If the site has ForceSecurityQuestions turned on, the number of security questions to use can be specified in the configuration variable $EP_Profile_Login_Default_SecurityQuestions. This accepts one of the following numbers: “1”, “2”, “3”, “4”, “5”. This means up to five security questions can be required for all users to be used to retrieve a lost password.

Force Password Change

N/A

N/A

If it is decided the user needs to change their password, the user will be forwarded to a page to change their password. Upon saving their changes, the authentication process is restarted and they will now be able to move past this check.

This can happen if the user has been flagged for a password change ([EPUser].[ForcePasswordChange] = “True”) by the system from other features or by the admin manually. This can also happen if the configuration variable $EP_Profile_Login_Default_ForcePasswordChange is set to “True” and the password is expired. A password is considered expired if the number of days between now and the last changed date is greater than the number of days specified in the configuration variable $EP_Profile_Login_Default_ExpireInDays.

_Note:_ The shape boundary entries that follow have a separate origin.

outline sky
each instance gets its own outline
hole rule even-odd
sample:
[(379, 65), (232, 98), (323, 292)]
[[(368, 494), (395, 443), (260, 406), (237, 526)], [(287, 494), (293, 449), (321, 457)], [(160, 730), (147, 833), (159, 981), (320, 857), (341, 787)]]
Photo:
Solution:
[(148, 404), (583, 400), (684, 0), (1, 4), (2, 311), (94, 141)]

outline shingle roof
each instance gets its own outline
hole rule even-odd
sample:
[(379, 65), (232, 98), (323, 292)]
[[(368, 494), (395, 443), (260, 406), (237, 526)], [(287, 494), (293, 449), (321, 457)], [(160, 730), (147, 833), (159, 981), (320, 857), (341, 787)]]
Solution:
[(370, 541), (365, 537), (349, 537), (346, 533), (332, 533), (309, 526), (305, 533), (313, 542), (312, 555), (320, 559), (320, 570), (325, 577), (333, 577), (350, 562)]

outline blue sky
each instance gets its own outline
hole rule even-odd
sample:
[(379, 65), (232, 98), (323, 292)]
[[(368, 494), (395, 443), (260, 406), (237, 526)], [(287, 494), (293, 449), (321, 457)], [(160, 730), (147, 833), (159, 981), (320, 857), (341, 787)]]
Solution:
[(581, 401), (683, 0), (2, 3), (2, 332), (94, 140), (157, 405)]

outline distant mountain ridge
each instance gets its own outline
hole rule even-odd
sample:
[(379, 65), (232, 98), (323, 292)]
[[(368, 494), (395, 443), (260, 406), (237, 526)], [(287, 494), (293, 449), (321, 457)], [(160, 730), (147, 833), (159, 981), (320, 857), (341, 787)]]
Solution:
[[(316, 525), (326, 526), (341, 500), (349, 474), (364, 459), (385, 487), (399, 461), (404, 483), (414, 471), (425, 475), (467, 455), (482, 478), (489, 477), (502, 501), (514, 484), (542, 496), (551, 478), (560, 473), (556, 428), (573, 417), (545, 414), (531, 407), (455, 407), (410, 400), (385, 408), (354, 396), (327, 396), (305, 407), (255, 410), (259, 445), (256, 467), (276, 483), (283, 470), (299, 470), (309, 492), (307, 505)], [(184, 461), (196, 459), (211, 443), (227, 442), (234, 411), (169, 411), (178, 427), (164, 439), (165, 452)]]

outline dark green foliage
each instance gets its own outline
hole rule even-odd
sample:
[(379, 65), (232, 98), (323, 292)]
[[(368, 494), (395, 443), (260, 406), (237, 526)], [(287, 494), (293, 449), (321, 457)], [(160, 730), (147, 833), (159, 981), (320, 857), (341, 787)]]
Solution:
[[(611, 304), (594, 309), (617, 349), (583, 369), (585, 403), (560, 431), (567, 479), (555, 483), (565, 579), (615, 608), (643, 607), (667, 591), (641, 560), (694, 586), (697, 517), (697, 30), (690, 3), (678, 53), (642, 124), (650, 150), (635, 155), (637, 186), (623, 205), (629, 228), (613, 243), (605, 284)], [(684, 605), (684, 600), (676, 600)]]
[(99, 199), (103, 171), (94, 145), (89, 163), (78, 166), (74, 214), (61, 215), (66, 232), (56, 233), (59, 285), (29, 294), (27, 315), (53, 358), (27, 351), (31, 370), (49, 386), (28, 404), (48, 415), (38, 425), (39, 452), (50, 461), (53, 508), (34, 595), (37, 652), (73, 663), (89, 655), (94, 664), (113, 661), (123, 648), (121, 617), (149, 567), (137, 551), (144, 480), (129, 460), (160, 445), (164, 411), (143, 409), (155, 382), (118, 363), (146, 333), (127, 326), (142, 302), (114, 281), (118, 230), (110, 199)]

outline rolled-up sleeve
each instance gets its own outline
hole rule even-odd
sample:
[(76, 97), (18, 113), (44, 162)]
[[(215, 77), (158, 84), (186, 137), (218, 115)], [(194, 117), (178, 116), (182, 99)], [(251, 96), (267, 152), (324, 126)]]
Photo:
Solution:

Shipping Address Validation

008

No Shipping Address Found.

On login, the user’s account has all of its Billing and Shipping addresses refreshed with data from JDE. It is refreshed using the same SQL queries used to originally download the data when the account was created. If the SQL queries were modified or the account record was modified in JDE and the address is no longer returned by the query, the address is marked as “Inactive” ([AddressBook].[AccountStatus] = “Inactive”).

First the user’s Default Shipping address is found. If this is not active or it exists under an inactive billing address, a query to find all Active Shipping Addresses with Active Billing Addresses is found. The first result is chosen from this query’s results and it is assigned as the user’s new Default Shipping Address. If none is found, the user cannot login.

Billing Address Validation

009

No Billing Address found.

On login, the user’s account has all of its Billing and Shipping addresses refreshed with data from JDE. It is refreshed using the same SQL queries used to originally download the data when the account was created. If the SQL queries were modified or the account record was modified in JDE and the address is no longer returned by the query, the address is marked as “Inactive” ([AddressBook].[AccountStatus] = “Inactive”).

First the user’s Default Shipping address is found. If this is not active or it exists under an inactive billing address, a query to find all Active Shipping Addresses with Active Billing Addresses is found. The first result is chosen from this query’s results and it is assigned as the user’s new Default Shipping Address. If none is found, the user cannot login.